Four Men Convicted of Federal Financial Crimes

Four Men Convicted of Federal Financial Crimes Involving Money Laundering, Structuring, Wire Fraud, and Bank Fraud

(STL.News) On May 24, 2022, a former Louisville, Kentucky resident was convicted and sentenced for conspiring to commit money laundering by assisting in the unlawful purchase of automobiles with criminal proceeds. On May 26, 2022, a Prospect, Kentucky resident was convicted and sentenced for a financial crime involving the use of a nominee to purchase automobiles in order to conceal the source of the funds used. These convictions follow financial crime convictions of two additional men, one earlier this year, and the other last year.

“I commend the IRS, ATF, and LMPD for their investigative work in these cases,” said United States Attorney Michael A. Bennett. “As the convictions demonstrate, this office and our law enforcement partners, will leave no stone unturned when it comes to conducting investigations involving financial crimes.”

“When criminals go to great lengths to conceal the source of their proceeds, IRS CI will follow the money to unveil the true source of the funds,” said Bryant Jackson, Special Agent in Charge, IRS, Criminal Investigation. “We will continue to work with our law enforcement partners and the US Attorney’s Office to bring those committing financial crimes to justice.”

According to court documents, between 2016 and 2017, Stephen Mudd, Jr., 40, formerly of Louisville, while working as a car salesman, helped falsify employment and bank account information in order to facilitate the purchase of automobiles with criminal proceeds—with either the proceeds providing a cash down payment, or the means of monthly payments on an automobile loan from a financial institution.

Mudd knew that lenders would not extend financing without proof of a legitimate source of income. Additionally, Mudd had reason to know that the transactions involved proceeds of criminal activity. By assisting others in spending criminal proceeds, Mudd helped conceal the criminal source of the money and avoided reporting requirements that would otherwise apply to large cash transactions. On May 24, 2022, a United States District Judge sentenced Mudd to three years of probation and imposed a $4,000 fine. Mudd was also ordered to forfeit $6,188.

In addition, on May 26, 2022, Dominic Harrison, 38, of Prospect, Kentucky, was convicted and sentenced by a United States District Judge to three months of imprisonment and two years of supervised release with a condition that he serve months of home detention.

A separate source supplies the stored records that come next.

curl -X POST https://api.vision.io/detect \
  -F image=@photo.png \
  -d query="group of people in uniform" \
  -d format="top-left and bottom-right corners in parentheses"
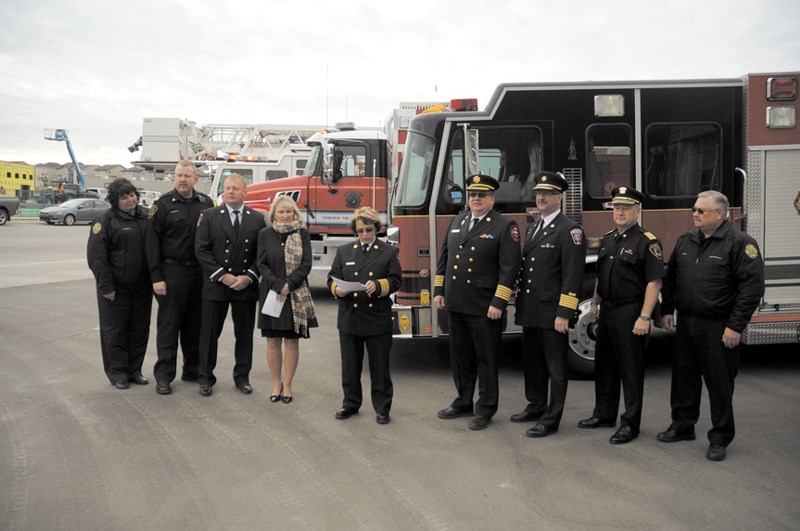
top-left (434, 172), bottom-right (764, 461)
top-left (87, 161), bottom-right (764, 461)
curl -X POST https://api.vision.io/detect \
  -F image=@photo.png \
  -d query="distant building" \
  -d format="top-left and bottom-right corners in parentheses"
top-left (0, 160), bottom-right (36, 196)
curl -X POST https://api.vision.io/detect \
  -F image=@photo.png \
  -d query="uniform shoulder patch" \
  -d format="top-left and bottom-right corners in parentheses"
top-left (569, 227), bottom-right (583, 245)
top-left (648, 242), bottom-right (664, 262)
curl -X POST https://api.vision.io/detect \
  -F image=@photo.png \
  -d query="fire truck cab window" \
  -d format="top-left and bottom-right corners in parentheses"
top-left (444, 127), bottom-right (542, 212)
top-left (644, 123), bottom-right (722, 197)
top-left (586, 124), bottom-right (633, 198)
top-left (333, 146), bottom-right (367, 181)
top-left (395, 132), bottom-right (436, 207)
top-left (212, 168), bottom-right (253, 198)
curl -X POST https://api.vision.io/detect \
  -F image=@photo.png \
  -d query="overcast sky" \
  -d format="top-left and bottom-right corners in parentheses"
top-left (0, 0), bottom-right (800, 166)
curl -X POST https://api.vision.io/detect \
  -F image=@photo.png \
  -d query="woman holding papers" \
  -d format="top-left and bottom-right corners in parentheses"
top-left (328, 207), bottom-right (400, 424)
top-left (258, 195), bottom-right (318, 404)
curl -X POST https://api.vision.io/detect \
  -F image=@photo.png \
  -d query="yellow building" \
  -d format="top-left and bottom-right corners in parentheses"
top-left (0, 160), bottom-right (36, 195)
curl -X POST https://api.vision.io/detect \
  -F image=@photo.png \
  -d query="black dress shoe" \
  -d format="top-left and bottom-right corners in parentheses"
top-left (269, 383), bottom-right (283, 404)
top-left (578, 417), bottom-right (617, 430)
top-left (656, 426), bottom-right (695, 442)
top-left (436, 406), bottom-right (472, 419)
top-left (706, 444), bottom-right (725, 461)
top-left (336, 407), bottom-right (358, 420)
top-left (525, 424), bottom-right (558, 438)
top-left (511, 404), bottom-right (544, 422)
top-left (608, 426), bottom-right (639, 444)
top-left (468, 415), bottom-right (492, 431)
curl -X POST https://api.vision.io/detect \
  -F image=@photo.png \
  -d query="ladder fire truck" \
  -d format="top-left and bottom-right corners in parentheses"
top-left (389, 72), bottom-right (800, 372)
top-left (241, 102), bottom-right (441, 277)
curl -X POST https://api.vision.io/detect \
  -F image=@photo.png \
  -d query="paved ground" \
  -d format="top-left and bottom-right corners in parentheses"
top-left (0, 219), bottom-right (800, 530)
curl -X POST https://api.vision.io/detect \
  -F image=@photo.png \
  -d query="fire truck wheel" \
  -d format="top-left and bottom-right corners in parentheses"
top-left (567, 299), bottom-right (597, 378)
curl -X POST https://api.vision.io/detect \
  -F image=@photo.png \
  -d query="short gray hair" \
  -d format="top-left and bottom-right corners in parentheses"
top-left (697, 190), bottom-right (730, 217)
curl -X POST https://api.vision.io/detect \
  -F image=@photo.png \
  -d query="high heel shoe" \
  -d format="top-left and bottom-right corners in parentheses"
top-left (269, 384), bottom-right (284, 404)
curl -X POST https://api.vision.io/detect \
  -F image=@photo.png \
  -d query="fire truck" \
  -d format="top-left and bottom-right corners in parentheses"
top-left (245, 123), bottom-right (391, 276)
top-left (389, 72), bottom-right (800, 372)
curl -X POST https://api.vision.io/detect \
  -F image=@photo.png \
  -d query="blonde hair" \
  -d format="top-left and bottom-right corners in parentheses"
top-left (269, 194), bottom-right (302, 223)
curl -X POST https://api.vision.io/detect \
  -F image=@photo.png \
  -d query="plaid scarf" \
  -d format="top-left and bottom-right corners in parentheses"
top-left (272, 219), bottom-right (316, 337)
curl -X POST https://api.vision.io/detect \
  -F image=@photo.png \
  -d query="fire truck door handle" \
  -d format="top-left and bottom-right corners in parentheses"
top-left (735, 168), bottom-right (748, 221)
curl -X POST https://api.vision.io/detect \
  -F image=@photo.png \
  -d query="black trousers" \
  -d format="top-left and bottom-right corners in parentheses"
top-left (670, 314), bottom-right (739, 446)
top-left (592, 302), bottom-right (647, 434)
top-left (153, 263), bottom-right (203, 382)
top-left (339, 331), bottom-right (394, 414)
top-left (97, 282), bottom-right (153, 383)
top-left (522, 326), bottom-right (569, 429)
top-left (447, 311), bottom-right (504, 418)
top-left (198, 300), bottom-right (257, 385)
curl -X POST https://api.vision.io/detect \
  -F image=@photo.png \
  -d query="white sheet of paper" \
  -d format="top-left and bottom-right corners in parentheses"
top-left (261, 290), bottom-right (286, 317)
top-left (331, 277), bottom-right (367, 293)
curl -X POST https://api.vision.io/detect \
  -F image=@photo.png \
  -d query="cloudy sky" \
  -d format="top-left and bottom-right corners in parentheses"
top-left (0, 0), bottom-right (800, 166)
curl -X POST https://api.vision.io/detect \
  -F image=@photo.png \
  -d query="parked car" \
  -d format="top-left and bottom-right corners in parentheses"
top-left (39, 199), bottom-right (111, 225)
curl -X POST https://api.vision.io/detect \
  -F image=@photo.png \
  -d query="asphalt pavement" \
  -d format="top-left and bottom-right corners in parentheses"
top-left (0, 218), bottom-right (800, 530)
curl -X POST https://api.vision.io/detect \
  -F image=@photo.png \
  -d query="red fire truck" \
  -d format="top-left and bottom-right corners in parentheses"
top-left (389, 72), bottom-right (800, 372)
top-left (245, 124), bottom-right (391, 276)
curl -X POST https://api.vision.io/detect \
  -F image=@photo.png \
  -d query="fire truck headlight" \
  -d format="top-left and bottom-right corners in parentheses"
top-left (767, 107), bottom-right (797, 129)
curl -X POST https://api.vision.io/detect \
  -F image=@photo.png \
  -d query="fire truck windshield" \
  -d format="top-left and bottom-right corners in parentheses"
top-left (395, 132), bottom-right (436, 207)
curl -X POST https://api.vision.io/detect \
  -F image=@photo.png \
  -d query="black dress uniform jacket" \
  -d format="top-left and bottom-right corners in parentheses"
top-left (86, 206), bottom-right (150, 294)
top-left (516, 212), bottom-right (586, 329)
top-left (195, 205), bottom-right (266, 301)
top-left (597, 223), bottom-right (664, 307)
top-left (434, 209), bottom-right (520, 316)
top-left (328, 240), bottom-right (400, 336)
top-left (662, 220), bottom-right (764, 333)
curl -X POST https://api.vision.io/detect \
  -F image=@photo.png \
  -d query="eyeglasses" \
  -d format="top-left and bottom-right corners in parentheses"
top-left (692, 207), bottom-right (719, 216)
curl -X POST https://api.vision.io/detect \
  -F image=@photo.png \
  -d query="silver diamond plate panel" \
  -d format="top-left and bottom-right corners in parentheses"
top-left (742, 322), bottom-right (800, 345)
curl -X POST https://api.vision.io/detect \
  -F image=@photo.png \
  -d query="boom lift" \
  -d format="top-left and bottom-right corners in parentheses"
top-left (44, 129), bottom-right (86, 186)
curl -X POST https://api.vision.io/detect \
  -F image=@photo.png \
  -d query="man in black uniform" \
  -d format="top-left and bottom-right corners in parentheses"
top-left (195, 173), bottom-right (267, 396)
top-left (511, 171), bottom-right (586, 437)
top-left (578, 186), bottom-right (664, 444)
top-left (434, 175), bottom-right (520, 430)
top-left (328, 207), bottom-right (400, 424)
top-left (657, 191), bottom-right (764, 461)
top-left (86, 178), bottom-right (153, 389)
top-left (147, 160), bottom-right (213, 395)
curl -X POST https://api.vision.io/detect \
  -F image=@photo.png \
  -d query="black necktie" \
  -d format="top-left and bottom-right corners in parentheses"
top-left (531, 218), bottom-right (544, 240)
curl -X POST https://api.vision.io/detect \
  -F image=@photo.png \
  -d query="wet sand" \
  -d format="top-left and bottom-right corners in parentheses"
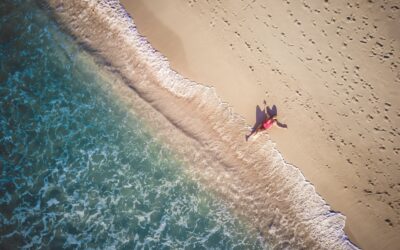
top-left (121, 0), bottom-right (400, 249)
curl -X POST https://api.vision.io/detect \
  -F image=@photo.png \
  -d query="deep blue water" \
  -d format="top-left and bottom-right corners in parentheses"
top-left (0, 0), bottom-right (261, 249)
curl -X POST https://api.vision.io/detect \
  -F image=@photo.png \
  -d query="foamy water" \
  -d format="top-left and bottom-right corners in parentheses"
top-left (0, 1), bottom-right (355, 249)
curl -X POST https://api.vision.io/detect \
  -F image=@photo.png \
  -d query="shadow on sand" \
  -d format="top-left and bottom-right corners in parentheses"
top-left (251, 100), bottom-right (288, 133)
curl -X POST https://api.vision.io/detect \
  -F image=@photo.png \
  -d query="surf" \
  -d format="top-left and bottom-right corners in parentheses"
top-left (42, 0), bottom-right (356, 249)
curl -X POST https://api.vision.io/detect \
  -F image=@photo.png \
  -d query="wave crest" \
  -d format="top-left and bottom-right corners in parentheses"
top-left (45, 0), bottom-right (357, 249)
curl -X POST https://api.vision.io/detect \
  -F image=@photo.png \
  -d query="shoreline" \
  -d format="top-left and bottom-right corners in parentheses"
top-left (122, 1), bottom-right (400, 249)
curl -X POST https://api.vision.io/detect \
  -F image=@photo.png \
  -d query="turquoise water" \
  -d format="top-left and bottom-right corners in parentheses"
top-left (0, 1), bottom-right (262, 249)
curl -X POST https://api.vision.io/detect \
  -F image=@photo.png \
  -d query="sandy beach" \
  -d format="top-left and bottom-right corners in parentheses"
top-left (121, 0), bottom-right (400, 249)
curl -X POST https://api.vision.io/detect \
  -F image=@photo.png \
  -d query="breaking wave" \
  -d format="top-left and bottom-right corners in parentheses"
top-left (44, 0), bottom-right (356, 249)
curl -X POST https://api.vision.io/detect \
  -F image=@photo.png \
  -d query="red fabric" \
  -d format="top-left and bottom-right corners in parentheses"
top-left (263, 119), bottom-right (274, 129)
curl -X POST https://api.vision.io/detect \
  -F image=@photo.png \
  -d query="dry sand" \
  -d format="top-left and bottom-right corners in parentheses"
top-left (121, 0), bottom-right (400, 249)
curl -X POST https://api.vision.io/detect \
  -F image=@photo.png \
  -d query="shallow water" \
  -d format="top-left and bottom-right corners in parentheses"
top-left (0, 1), bottom-right (263, 249)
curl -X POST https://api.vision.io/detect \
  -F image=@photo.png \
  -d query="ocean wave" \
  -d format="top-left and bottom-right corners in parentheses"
top-left (42, 0), bottom-right (357, 249)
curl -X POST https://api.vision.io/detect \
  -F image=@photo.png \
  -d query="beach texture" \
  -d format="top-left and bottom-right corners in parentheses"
top-left (121, 0), bottom-right (400, 249)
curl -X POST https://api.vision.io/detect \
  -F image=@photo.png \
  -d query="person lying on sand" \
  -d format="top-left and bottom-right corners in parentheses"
top-left (246, 115), bottom-right (287, 141)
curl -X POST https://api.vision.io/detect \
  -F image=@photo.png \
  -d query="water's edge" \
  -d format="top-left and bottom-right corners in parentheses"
top-left (42, 0), bottom-right (356, 249)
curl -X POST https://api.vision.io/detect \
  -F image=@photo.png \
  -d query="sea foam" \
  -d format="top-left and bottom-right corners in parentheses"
top-left (45, 0), bottom-right (357, 249)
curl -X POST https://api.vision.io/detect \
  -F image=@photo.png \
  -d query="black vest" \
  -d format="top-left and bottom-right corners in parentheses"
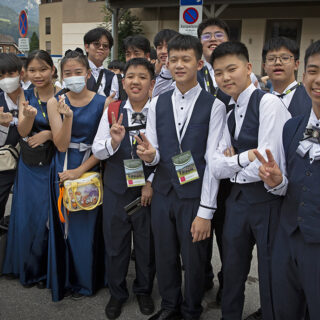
top-left (227, 89), bottom-right (278, 204)
top-left (280, 113), bottom-right (320, 243)
top-left (153, 90), bottom-right (215, 199)
top-left (104, 101), bottom-right (155, 194)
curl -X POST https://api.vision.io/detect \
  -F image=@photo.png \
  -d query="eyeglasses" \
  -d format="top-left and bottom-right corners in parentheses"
top-left (91, 41), bottom-right (109, 50)
top-left (200, 31), bottom-right (225, 41)
top-left (266, 54), bottom-right (293, 66)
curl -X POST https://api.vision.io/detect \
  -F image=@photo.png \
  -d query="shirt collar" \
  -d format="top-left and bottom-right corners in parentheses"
top-left (174, 83), bottom-right (201, 99)
top-left (272, 80), bottom-right (298, 95)
top-left (229, 83), bottom-right (257, 107)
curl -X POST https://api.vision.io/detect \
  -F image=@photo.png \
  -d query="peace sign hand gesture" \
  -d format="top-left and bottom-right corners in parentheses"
top-left (253, 149), bottom-right (283, 188)
top-left (135, 132), bottom-right (156, 163)
top-left (110, 112), bottom-right (126, 150)
top-left (22, 101), bottom-right (38, 118)
top-left (58, 95), bottom-right (73, 118)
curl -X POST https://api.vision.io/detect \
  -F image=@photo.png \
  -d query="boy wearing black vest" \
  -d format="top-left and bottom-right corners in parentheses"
top-left (256, 40), bottom-right (320, 320)
top-left (92, 58), bottom-right (155, 319)
top-left (262, 37), bottom-right (311, 117)
top-left (212, 42), bottom-right (290, 320)
top-left (83, 27), bottom-right (114, 97)
top-left (137, 35), bottom-right (225, 320)
top-left (0, 53), bottom-right (23, 220)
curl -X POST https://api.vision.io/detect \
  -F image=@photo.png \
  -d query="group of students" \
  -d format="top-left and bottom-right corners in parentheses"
top-left (0, 19), bottom-right (320, 320)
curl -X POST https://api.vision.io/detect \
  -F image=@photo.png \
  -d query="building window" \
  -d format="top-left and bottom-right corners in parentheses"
top-left (46, 41), bottom-right (51, 54)
top-left (224, 20), bottom-right (242, 41)
top-left (46, 18), bottom-right (51, 34)
top-left (266, 19), bottom-right (302, 46)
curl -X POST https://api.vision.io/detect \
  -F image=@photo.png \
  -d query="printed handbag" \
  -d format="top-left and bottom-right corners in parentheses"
top-left (0, 144), bottom-right (20, 171)
top-left (20, 138), bottom-right (54, 166)
top-left (58, 172), bottom-right (103, 222)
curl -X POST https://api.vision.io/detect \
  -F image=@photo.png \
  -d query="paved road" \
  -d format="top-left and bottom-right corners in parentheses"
top-left (0, 196), bottom-right (259, 320)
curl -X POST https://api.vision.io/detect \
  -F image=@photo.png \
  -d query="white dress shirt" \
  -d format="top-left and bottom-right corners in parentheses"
top-left (272, 81), bottom-right (298, 109)
top-left (265, 109), bottom-right (320, 196)
top-left (0, 92), bottom-right (19, 146)
top-left (88, 59), bottom-right (106, 96)
top-left (92, 99), bottom-right (154, 182)
top-left (212, 84), bottom-right (291, 183)
top-left (146, 84), bottom-right (226, 219)
top-left (152, 65), bottom-right (175, 98)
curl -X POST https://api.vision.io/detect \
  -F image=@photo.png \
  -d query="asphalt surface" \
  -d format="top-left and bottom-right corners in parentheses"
top-left (0, 196), bottom-right (260, 320)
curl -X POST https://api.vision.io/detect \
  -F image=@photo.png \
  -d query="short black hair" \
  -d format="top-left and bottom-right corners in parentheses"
top-left (262, 37), bottom-right (300, 62)
top-left (124, 58), bottom-right (154, 80)
top-left (60, 48), bottom-right (90, 74)
top-left (197, 18), bottom-right (230, 39)
top-left (123, 35), bottom-right (151, 54)
top-left (210, 41), bottom-right (249, 65)
top-left (150, 48), bottom-right (157, 60)
top-left (83, 27), bottom-right (113, 49)
top-left (0, 53), bottom-right (22, 74)
top-left (153, 29), bottom-right (179, 48)
top-left (304, 40), bottom-right (320, 69)
top-left (108, 60), bottom-right (124, 72)
top-left (25, 50), bottom-right (54, 69)
top-left (168, 34), bottom-right (202, 60)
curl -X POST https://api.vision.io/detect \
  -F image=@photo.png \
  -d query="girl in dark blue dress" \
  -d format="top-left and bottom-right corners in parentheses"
top-left (3, 50), bottom-right (56, 288)
top-left (48, 51), bottom-right (105, 301)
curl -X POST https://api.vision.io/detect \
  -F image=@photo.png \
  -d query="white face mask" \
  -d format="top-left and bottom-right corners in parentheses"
top-left (0, 76), bottom-right (20, 93)
top-left (63, 76), bottom-right (86, 93)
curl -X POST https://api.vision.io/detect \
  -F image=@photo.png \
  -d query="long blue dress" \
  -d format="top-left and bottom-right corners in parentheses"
top-left (48, 94), bottom-right (105, 301)
top-left (3, 89), bottom-right (50, 285)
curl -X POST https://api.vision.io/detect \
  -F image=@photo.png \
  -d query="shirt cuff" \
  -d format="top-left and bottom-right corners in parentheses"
top-left (239, 151), bottom-right (250, 168)
top-left (106, 138), bottom-right (120, 157)
top-left (197, 204), bottom-right (216, 220)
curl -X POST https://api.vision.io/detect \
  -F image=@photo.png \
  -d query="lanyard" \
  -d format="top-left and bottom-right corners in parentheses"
top-left (171, 90), bottom-right (201, 153)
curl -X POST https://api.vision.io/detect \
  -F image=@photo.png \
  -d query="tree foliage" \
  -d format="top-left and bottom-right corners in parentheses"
top-left (104, 7), bottom-right (143, 61)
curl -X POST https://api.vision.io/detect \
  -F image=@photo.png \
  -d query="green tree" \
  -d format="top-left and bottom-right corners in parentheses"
top-left (30, 32), bottom-right (39, 52)
top-left (103, 7), bottom-right (143, 62)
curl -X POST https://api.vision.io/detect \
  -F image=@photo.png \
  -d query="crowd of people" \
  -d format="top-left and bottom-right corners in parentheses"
top-left (0, 18), bottom-right (320, 320)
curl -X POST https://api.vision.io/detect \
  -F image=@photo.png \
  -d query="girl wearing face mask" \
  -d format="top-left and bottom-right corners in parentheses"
top-left (48, 51), bottom-right (106, 301)
top-left (0, 53), bottom-right (22, 220)
top-left (3, 50), bottom-right (58, 289)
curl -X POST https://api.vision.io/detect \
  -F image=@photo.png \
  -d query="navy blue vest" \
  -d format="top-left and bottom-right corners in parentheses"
top-left (280, 113), bottom-right (320, 243)
top-left (104, 101), bottom-right (155, 194)
top-left (153, 86), bottom-right (215, 199)
top-left (197, 68), bottom-right (231, 112)
top-left (87, 69), bottom-right (114, 97)
top-left (228, 89), bottom-right (278, 204)
top-left (288, 84), bottom-right (312, 117)
top-left (0, 92), bottom-right (19, 146)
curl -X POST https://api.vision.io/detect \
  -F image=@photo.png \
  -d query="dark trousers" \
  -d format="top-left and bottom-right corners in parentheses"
top-left (222, 185), bottom-right (281, 320)
top-left (103, 187), bottom-right (155, 301)
top-left (206, 179), bottom-right (232, 288)
top-left (151, 189), bottom-right (208, 319)
top-left (0, 170), bottom-right (16, 220)
top-left (272, 225), bottom-right (320, 320)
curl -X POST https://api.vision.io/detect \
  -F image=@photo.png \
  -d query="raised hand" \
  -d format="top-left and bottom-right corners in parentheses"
top-left (22, 101), bottom-right (38, 118)
top-left (110, 112), bottom-right (126, 150)
top-left (57, 95), bottom-right (73, 118)
top-left (135, 132), bottom-right (156, 163)
top-left (253, 149), bottom-right (283, 188)
top-left (0, 107), bottom-right (13, 127)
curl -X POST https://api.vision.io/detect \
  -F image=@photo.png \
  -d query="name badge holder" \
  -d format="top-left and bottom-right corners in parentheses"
top-left (123, 132), bottom-right (146, 188)
top-left (171, 90), bottom-right (199, 185)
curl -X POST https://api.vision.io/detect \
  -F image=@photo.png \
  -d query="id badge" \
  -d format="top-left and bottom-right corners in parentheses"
top-left (172, 151), bottom-right (199, 184)
top-left (123, 159), bottom-right (146, 188)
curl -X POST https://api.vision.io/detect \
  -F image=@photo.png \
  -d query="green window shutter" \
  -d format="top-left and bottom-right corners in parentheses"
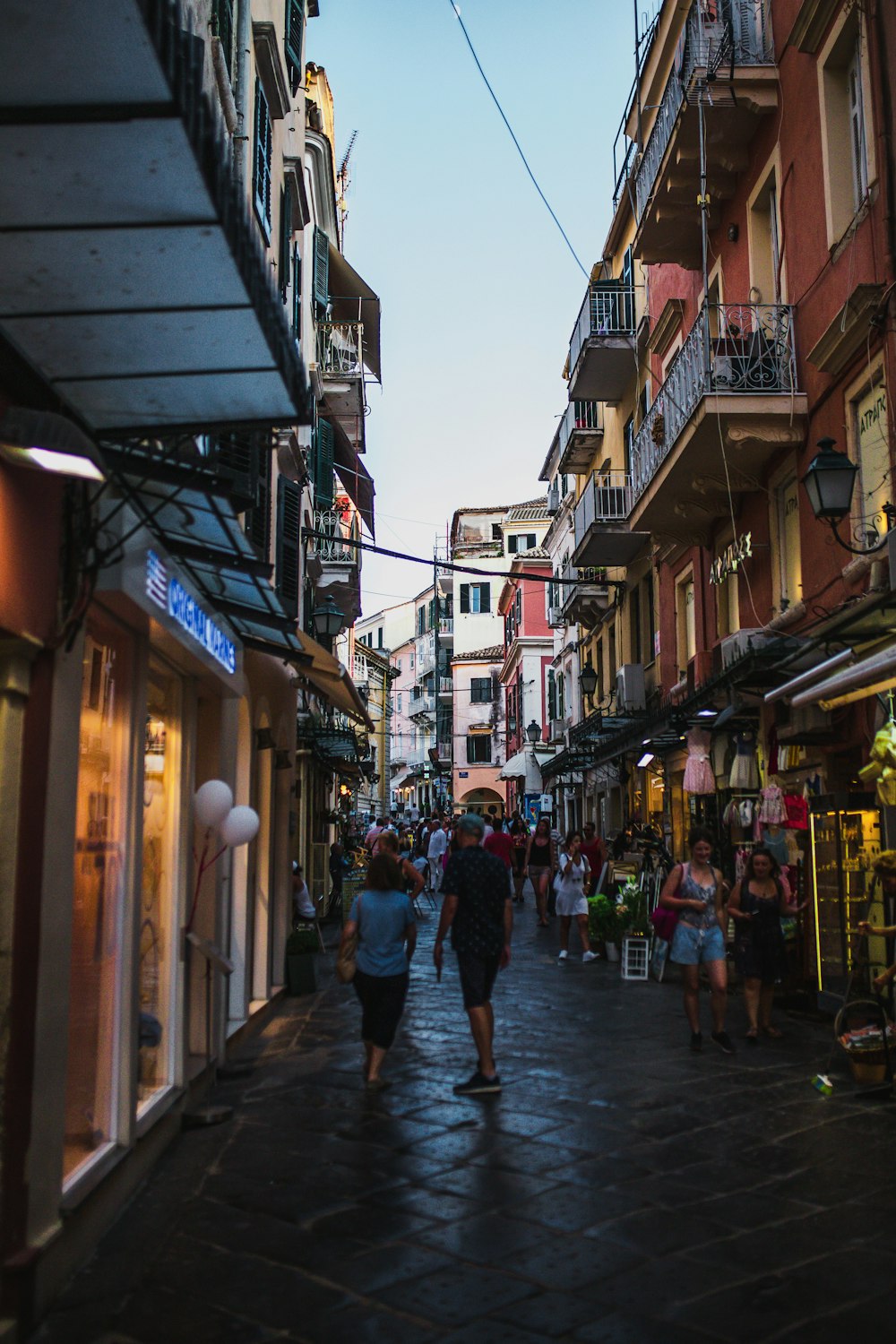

Harrison previously pled guilty to violating Title 31, United States Code, Section 5324, which governs required reporting of large cash transactions.

Harrison used third parties to conduct cash transactions related to the purchase of an automobile in order to evade the reporting requirements concerning the cash. Harrison was also ordered to forfeit $25,000 cash.

Previously, two other men were also convicted for financial crimes. Verrel Brice, 39, of Louisville, Kentucky, was convicted on August 23, 2021, for structuring cash transactions in violation of Title 31, United States Code, 5324. Brice received 30 months of probation and a $1,000 felony fine. Brice was also ordered to forfeit $2650 cash. O’Farrell Washington, 38, of Austin, Texas, was sentenced on February 2, 2022, for conspiracy to commit wire fraud and bank fraud. Washington was sentenced to time served followed by three years of supervised release and was ordered to forfeit $3,000.

The Internal Revenue Service Criminal Investigations Division, along with the Bureau of Alcohol, Tobacco, Firearms, and Explosives, and the Louisville Metro Police Department investigated the case.

Assistant U.S. Attorneys Erin McKenzie and Amy Sullivan prosecuted the cases.

This effort is part of an Organized Crime Drug Enforcement Task Force (OCDETF) operation. OCDETF identifies, disrupts, and dismantles the highest-level criminal organizations that threaten the United States using a prosecutor-led, intelligence-driven, multi-agency approach.